# **Fine-Tuning Stable Diffusion with Low-Rank Adaptation (LoRA)**

## Project Overview
This project explores parameter-efficient fine-tuning of Stable Diffusion models using Low-Rank Adaptation (LoRA) on the Flickr8k dataset. We compare two different approaches:

1. **Model 1 (Minimal)**: Training on 100 images with attention-only LoRA adaptation
2. **Model 2 (Comprehensive)**: Training on 3,000 images with expanded LoRA targeting both attention and feedforward networks

Our goal is to demonstrate how LoRA enables efficient adaptation of large diffusion models even with limited computational resources, and to analyze the impact of dataset size and architecture choices on generation quality.

## Theoretical Background
### Stable Diffusion
Stable Diffusion is a latent text-to-image diffusion model capable of generating photo-realistic images from text prompts.
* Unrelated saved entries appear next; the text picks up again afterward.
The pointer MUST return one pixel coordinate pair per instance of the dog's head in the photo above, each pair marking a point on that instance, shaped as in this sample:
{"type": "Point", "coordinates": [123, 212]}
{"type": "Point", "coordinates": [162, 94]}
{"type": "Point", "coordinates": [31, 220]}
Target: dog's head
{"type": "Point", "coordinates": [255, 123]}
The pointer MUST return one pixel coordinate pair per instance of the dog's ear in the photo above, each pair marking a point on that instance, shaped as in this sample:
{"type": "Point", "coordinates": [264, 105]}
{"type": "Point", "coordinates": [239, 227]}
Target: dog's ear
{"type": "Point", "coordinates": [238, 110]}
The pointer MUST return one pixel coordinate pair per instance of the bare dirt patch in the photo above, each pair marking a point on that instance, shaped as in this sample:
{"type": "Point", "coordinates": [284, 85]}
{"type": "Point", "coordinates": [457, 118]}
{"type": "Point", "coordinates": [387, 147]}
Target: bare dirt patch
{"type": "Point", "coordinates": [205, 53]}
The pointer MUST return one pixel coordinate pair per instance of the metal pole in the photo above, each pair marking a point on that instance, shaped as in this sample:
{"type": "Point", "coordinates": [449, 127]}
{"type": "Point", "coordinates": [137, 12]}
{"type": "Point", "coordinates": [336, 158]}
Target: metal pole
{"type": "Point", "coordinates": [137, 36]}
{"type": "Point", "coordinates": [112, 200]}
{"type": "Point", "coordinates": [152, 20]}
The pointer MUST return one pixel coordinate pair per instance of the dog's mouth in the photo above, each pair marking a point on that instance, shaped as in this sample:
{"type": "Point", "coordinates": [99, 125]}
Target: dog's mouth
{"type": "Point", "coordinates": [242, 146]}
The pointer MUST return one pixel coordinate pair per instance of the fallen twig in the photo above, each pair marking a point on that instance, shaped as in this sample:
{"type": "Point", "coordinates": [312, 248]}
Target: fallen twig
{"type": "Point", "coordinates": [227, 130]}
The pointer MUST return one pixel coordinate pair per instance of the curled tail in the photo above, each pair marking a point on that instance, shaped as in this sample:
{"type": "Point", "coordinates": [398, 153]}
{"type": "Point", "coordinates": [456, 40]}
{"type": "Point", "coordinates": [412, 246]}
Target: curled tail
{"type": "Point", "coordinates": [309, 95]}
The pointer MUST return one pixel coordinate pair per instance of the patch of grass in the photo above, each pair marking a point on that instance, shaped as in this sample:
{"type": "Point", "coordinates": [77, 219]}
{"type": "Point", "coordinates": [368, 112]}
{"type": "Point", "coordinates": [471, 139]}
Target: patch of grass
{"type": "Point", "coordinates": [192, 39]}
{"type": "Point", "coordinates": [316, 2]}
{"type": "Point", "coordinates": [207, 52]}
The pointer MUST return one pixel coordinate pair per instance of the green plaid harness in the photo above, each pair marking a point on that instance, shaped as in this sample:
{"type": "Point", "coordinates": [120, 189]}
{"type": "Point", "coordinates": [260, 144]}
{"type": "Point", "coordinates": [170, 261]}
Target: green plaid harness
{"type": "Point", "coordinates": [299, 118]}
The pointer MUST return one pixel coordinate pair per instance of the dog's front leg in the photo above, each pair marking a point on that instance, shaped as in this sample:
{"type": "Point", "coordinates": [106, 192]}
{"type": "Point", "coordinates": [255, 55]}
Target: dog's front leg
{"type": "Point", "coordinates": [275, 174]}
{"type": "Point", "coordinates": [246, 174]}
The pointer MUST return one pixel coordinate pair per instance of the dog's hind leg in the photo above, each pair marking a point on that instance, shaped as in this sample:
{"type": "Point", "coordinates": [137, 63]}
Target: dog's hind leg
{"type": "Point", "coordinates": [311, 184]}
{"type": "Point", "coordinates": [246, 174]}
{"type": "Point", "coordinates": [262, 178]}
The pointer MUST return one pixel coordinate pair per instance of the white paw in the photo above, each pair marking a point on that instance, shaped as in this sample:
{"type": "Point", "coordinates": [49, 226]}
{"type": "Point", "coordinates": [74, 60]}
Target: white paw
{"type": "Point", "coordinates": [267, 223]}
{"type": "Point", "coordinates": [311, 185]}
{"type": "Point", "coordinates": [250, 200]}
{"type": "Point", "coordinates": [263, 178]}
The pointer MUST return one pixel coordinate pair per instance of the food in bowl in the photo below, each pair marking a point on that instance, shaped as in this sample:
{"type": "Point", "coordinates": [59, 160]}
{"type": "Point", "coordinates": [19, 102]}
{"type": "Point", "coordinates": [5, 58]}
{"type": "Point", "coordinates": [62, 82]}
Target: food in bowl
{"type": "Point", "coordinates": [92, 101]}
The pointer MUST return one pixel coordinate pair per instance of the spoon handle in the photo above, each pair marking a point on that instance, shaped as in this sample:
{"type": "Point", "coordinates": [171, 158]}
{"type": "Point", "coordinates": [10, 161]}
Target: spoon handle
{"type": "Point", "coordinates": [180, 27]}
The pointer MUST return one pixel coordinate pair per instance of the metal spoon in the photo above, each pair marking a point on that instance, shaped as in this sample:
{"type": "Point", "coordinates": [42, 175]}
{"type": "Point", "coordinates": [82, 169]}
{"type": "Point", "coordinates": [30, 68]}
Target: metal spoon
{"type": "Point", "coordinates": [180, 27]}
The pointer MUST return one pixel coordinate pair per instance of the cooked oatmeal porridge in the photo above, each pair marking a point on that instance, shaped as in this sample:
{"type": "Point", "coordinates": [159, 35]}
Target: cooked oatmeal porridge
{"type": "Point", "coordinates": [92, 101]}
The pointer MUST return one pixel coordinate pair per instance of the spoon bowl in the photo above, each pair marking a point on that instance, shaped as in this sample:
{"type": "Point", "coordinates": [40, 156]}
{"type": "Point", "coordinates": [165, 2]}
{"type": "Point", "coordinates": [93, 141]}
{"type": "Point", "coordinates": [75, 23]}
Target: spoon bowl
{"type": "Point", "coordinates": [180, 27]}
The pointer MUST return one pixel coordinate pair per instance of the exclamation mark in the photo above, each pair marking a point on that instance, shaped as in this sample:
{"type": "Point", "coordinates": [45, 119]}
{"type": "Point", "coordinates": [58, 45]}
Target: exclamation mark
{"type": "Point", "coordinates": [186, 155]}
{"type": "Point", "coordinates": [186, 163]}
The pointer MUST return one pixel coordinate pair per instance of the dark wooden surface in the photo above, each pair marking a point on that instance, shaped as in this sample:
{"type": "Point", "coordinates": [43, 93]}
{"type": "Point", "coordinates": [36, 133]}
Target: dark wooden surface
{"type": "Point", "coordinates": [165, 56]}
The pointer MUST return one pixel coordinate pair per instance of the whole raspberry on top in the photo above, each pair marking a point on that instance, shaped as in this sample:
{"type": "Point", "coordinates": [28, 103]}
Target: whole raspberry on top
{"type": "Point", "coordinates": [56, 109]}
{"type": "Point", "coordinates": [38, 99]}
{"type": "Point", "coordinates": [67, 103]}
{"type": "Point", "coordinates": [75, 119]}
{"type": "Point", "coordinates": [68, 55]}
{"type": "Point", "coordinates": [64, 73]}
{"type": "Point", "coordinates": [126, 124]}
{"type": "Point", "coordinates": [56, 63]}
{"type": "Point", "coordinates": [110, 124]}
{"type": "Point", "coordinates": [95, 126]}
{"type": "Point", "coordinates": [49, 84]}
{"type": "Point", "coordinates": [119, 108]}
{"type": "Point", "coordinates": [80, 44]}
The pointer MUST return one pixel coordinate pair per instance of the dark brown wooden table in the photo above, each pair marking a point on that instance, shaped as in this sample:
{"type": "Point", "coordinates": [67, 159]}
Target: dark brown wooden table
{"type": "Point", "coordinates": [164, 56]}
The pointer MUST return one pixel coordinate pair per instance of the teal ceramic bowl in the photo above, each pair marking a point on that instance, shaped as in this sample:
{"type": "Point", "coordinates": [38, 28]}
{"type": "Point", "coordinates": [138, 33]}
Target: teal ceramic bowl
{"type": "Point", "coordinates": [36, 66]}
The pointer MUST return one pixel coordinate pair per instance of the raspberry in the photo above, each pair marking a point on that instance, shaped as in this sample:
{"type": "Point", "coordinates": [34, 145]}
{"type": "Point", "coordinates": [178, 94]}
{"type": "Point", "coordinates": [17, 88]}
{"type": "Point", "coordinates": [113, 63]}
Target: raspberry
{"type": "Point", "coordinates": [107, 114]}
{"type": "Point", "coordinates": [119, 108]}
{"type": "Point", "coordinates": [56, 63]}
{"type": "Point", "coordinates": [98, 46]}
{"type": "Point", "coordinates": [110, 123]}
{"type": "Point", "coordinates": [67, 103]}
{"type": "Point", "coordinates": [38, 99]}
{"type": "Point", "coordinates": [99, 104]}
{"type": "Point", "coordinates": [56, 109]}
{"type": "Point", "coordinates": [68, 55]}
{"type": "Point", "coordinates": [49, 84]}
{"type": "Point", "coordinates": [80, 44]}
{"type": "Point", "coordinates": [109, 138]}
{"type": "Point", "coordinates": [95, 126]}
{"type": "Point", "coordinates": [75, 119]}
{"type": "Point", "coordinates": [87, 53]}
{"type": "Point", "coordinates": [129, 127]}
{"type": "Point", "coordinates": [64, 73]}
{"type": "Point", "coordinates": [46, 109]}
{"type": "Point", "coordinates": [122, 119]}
The model works by:
1. Encoding the input text using CLIP text encoder
2. Applying a diffusion process in the latent space
3. Gradually denoising random noise into a coherent image guided by the text embedding

### Low-Rank Adaptation (LoRA)
LoRA is a parameter-efficient fine-tuning technique that:
- Freezes pre-trained model weights
- Injects trainable rank decomposition matrices into layers
- Approximates weight updates using low-rank matrices: ΔW = AB, where A ∈ ℝᵐˣʳ, B ∈ ℝʳˣⁿ
- Reduces trainable parameters by ~97% compared to full fine-tuning

LoRA enables adaptation of large models on consumer hardware while maintaining performance.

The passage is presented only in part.